The local automotive industry is at a crossroads and the timing of the inaugural National Association of Automobile Component and Allied Manufacturers (Naacam) show, in Durban, came at a critical point for those rising to the challenge of massive policy changes and industry challenges.
Speaking at the second day of the event, on Thursday, Durban Automotive Cluster (DAC) chairperson Andrew Velleman said the post-2020 policy landscape, which involved strident debate and a “robust and transparent process”, constituting the lead-up to the Automotive Masterplan, would be an appropriate platform to strive towards ambitious, but measured goals.
“At the DAC, we are positive and ambitious about what can be achieved. The future of the automotive industry in terms of product, processes and technology will be very different from the present . . . but we cannot be passive. Some local firms are well positioned for the challenges and opportunities ahead. However, others are definitely less so and will require significant investment to remain competitive,” he said.
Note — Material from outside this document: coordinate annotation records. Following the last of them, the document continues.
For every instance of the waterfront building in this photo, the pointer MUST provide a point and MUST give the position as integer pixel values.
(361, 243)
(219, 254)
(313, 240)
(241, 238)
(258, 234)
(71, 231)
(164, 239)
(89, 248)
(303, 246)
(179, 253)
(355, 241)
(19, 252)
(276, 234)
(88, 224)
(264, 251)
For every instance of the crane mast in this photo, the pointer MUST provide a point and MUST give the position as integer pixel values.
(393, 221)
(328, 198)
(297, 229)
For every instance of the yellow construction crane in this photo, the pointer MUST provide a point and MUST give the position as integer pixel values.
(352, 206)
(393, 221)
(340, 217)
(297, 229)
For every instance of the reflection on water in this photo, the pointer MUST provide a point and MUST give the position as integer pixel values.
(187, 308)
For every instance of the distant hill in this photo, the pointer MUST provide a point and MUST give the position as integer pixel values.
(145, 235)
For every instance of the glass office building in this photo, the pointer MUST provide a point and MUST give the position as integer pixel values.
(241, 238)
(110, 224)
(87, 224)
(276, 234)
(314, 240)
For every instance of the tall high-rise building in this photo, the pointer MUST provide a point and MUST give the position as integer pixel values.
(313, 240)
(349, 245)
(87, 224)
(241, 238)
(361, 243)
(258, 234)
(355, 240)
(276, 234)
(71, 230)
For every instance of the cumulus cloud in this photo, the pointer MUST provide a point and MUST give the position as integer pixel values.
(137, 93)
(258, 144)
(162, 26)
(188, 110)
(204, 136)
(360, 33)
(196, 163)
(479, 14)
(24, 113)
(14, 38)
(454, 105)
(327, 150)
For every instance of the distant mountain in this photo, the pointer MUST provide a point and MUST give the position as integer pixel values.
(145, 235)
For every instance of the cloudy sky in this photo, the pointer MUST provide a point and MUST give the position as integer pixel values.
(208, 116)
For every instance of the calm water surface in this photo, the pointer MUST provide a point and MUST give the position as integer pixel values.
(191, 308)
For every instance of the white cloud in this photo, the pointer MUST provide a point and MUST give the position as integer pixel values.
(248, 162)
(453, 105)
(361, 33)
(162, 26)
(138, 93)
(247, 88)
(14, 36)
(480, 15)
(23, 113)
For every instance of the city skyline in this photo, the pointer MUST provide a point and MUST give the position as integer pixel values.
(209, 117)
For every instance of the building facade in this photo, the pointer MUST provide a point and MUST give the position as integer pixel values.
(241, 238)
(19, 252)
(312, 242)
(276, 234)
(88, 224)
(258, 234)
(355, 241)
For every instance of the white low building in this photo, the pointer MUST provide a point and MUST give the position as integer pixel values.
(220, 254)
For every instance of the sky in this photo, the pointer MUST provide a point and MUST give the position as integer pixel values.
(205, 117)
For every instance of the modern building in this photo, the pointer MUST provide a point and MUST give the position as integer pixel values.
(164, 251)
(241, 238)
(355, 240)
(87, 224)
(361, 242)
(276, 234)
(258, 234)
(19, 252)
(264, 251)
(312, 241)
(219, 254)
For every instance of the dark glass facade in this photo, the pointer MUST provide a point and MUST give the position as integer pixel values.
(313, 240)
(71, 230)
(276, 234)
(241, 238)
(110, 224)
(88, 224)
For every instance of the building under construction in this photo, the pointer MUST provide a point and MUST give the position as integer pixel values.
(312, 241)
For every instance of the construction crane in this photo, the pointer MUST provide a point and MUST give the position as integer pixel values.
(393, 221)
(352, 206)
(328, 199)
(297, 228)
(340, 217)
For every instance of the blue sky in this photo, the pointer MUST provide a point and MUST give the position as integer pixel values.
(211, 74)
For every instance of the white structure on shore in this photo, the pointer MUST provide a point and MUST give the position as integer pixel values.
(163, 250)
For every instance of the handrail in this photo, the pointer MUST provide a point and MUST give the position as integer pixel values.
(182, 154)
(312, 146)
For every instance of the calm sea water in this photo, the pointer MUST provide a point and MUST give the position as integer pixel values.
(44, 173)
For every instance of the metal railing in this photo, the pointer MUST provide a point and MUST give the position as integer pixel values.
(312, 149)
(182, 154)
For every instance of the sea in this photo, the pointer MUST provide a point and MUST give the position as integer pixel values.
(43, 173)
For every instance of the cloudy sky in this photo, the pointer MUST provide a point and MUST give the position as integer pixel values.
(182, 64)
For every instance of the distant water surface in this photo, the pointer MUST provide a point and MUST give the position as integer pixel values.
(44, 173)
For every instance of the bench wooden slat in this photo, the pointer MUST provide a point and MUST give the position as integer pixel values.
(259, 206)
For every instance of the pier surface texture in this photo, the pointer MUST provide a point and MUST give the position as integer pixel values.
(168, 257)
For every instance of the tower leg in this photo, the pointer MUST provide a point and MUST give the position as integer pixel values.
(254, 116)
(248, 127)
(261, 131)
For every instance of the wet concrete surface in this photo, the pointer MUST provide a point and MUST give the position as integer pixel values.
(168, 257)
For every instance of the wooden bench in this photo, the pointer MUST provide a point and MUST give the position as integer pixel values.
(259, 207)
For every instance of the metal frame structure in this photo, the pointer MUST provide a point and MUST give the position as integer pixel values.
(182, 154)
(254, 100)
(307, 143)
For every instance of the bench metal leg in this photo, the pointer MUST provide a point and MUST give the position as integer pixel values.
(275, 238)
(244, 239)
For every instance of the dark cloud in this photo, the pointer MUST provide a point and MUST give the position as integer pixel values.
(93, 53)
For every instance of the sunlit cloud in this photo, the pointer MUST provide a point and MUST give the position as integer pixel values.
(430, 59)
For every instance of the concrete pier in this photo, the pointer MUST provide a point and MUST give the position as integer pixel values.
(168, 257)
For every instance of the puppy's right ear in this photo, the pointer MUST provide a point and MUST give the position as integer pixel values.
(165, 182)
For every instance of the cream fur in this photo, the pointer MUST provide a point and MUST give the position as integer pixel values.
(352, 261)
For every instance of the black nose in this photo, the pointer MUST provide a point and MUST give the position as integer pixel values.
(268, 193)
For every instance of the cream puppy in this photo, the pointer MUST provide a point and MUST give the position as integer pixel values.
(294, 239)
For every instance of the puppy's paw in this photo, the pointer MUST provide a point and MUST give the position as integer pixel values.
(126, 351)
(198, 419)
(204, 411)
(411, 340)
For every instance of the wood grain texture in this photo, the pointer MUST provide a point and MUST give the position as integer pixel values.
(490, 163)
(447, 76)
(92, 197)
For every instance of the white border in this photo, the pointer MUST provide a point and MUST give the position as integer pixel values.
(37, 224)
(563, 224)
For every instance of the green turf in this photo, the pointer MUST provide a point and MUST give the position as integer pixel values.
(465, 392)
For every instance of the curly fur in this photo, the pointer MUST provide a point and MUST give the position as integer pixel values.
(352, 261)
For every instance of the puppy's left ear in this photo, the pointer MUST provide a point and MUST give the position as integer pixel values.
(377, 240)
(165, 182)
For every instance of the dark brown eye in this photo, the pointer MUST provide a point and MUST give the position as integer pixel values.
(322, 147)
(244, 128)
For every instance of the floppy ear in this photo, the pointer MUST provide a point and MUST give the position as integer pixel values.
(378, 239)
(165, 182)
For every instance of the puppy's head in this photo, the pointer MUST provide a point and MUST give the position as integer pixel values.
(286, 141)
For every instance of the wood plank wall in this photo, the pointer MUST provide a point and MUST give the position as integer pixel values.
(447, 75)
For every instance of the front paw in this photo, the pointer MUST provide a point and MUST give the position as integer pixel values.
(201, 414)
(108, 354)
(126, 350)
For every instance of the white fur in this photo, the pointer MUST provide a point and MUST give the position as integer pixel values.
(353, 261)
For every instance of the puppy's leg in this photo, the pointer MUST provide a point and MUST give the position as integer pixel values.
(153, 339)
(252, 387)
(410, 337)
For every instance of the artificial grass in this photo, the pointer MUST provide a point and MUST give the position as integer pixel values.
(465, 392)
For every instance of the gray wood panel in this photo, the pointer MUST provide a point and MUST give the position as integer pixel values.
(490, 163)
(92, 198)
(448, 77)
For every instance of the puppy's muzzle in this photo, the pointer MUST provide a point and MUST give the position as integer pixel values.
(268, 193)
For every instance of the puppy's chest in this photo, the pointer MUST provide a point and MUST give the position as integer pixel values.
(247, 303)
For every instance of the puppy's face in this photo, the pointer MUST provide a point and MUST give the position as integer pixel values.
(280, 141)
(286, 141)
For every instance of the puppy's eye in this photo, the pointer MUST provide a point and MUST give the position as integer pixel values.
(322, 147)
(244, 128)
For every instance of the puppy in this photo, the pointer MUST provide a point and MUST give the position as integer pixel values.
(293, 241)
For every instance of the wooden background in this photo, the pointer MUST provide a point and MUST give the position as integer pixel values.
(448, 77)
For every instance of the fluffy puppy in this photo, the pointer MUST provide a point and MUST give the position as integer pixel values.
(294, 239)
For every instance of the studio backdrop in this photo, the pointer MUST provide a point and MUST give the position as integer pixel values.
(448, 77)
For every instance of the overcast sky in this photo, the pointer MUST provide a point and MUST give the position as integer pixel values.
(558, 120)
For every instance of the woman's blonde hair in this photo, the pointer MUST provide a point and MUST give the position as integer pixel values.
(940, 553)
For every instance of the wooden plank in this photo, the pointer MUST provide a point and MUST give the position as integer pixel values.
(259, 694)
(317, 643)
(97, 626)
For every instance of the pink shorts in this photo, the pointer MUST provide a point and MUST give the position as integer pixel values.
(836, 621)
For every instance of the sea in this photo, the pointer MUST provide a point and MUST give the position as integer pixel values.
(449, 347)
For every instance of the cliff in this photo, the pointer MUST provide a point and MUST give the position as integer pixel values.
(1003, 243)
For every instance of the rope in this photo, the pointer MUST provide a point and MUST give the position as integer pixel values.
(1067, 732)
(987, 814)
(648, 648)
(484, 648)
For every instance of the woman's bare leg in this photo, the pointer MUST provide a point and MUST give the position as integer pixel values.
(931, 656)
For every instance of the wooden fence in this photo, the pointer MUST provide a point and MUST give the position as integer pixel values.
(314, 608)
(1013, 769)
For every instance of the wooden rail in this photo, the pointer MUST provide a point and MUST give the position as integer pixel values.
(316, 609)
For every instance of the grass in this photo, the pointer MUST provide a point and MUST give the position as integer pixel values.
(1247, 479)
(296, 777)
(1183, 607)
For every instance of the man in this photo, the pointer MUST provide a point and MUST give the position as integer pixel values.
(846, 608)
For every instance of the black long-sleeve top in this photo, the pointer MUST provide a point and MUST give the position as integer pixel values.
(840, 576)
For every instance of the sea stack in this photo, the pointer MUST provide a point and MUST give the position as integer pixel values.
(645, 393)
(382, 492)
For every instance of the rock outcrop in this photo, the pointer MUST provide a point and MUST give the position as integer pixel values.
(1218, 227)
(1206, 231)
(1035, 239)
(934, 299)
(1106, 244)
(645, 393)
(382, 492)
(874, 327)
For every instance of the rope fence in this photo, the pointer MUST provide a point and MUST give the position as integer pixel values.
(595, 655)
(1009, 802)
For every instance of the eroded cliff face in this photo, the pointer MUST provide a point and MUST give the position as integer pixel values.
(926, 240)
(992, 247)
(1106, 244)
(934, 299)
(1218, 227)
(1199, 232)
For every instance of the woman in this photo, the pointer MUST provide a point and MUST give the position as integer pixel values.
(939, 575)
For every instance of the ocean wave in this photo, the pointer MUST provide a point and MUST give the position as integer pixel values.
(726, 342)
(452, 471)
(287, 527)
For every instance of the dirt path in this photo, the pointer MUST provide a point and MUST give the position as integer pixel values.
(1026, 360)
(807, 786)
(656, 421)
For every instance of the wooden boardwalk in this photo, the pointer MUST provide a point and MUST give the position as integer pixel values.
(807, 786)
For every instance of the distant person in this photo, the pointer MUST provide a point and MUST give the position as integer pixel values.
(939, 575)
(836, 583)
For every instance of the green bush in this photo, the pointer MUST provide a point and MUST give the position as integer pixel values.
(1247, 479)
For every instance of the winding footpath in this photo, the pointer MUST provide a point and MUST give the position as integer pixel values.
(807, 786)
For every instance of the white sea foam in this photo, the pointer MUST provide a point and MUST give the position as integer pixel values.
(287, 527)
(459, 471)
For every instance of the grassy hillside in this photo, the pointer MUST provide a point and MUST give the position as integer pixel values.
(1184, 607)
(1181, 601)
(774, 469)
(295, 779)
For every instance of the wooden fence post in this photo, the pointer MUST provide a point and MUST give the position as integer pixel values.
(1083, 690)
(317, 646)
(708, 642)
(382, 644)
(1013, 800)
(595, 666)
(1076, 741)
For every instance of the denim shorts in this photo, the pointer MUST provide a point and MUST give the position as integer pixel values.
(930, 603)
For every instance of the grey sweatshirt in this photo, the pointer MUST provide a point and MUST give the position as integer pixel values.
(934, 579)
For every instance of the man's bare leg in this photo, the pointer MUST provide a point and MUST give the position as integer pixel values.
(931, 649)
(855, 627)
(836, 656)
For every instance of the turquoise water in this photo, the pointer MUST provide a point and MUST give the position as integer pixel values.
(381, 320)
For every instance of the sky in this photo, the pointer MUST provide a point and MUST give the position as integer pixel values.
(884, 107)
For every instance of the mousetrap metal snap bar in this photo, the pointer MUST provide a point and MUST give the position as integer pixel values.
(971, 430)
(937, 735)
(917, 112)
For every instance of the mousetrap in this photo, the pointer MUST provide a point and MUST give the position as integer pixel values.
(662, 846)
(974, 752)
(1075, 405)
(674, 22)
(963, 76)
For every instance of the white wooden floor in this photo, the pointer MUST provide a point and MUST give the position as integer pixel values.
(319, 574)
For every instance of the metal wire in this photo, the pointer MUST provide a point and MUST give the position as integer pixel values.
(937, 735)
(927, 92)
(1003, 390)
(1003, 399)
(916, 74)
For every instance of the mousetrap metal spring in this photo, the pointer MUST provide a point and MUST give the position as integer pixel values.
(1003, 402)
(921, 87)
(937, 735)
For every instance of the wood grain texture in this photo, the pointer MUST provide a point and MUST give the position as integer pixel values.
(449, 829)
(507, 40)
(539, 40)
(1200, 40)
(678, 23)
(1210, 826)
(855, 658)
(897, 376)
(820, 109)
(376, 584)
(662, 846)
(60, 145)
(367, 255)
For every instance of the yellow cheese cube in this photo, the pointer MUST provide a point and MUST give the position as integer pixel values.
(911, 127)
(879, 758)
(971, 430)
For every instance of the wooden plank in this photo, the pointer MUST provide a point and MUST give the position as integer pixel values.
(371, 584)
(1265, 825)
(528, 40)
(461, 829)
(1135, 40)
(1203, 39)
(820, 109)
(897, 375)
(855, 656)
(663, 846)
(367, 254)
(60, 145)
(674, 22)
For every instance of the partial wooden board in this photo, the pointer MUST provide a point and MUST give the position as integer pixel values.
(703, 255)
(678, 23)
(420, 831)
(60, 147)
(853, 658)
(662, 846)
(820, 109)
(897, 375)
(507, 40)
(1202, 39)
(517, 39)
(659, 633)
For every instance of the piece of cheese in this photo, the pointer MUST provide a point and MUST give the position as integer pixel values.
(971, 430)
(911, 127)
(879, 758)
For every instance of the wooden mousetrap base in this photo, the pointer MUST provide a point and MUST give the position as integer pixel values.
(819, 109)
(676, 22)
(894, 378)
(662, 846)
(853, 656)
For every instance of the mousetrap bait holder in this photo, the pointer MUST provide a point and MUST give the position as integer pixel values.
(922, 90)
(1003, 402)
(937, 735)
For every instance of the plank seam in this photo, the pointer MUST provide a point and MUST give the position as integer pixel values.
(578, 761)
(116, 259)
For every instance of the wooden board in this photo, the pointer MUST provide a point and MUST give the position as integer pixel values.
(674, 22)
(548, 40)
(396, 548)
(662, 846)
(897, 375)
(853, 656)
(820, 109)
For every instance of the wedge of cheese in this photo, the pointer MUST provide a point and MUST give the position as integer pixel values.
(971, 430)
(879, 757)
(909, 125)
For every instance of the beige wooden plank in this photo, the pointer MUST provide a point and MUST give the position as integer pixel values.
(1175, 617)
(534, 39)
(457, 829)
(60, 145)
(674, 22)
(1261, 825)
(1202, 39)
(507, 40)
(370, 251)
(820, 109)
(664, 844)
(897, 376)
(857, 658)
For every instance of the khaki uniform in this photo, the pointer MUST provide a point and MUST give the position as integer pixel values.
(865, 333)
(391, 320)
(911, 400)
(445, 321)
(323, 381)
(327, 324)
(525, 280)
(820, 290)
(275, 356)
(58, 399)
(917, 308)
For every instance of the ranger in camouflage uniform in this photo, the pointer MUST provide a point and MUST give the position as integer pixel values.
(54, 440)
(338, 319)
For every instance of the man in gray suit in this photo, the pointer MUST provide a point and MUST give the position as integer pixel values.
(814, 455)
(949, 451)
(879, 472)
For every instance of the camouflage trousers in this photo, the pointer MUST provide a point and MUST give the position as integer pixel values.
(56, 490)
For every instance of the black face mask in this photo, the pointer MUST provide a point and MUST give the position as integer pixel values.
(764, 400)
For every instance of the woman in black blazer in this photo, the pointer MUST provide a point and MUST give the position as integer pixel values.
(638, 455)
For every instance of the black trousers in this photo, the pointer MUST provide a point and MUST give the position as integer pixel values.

The DAC was established 15 years ago as a public–private partnership between the eThekwini municipality and the automotive manufacturing industry within its ambit. The latter includes over 40 companies employing about 17 000 people.
Its ongoing vision is to promote the growth and competitiveness of the KwaZulu-Natal automotive manufacturing sector and establish mutual competitive advantages to help the sector overcome generic challenges.
Commenting on the achievements of the show, Velleman said organisers had set a target of attracting the participation of five out of seven original-equipment manufacturers.
Instead, six had played an active role in addressing delegates, sharing case studies, participating in the buyer supplier meetings and exhibiting.
Large companies had also facilitated the participation of the 33 black-owned enterprises that made up the total of 181 exhibitors.
MATCHMAKING FOR LOCALISATION
However, for Velleman, one of the most important aspects of the event was the private buyer supplier meetings that run concurrently with the various presentations.
“Buyers who have identified imported components that they believe can be localised are matched with suppliers who have the associated product and process capabilities to locally produce these imported components,” he said.
Velleman believes that the 200 meetings set up ahead of the event, as well as spontaneous meetings arranged during the show, will start the development of relationships that could be realised commercially at the next model cycle or beyond.
The DAC has set a target of R50-million in localisation value from this year’s interactions.
Two other important issues covered during the Naacam show were also highlighted by Velleman. Continuous improvement which entailed reducing waste and becoming more efficient and competitive was undeniably difficult. However, every small improvement in operating practices was key to a company remaining relevant and competitive, he said.
Velleman acknowledged that the second issue, productivity, had improved, with increases being objectively measured by the DAC’s benchmark programme.
However, he warned that closer alignment between business, labour and government was needed to achieve the ever higher productivity levels required going forward.
New materials, processes and products would require ever more advanced technical skills. Rapid changes required new thinking and new partnerships to keep pace with the unfolding challenges, Velleman said.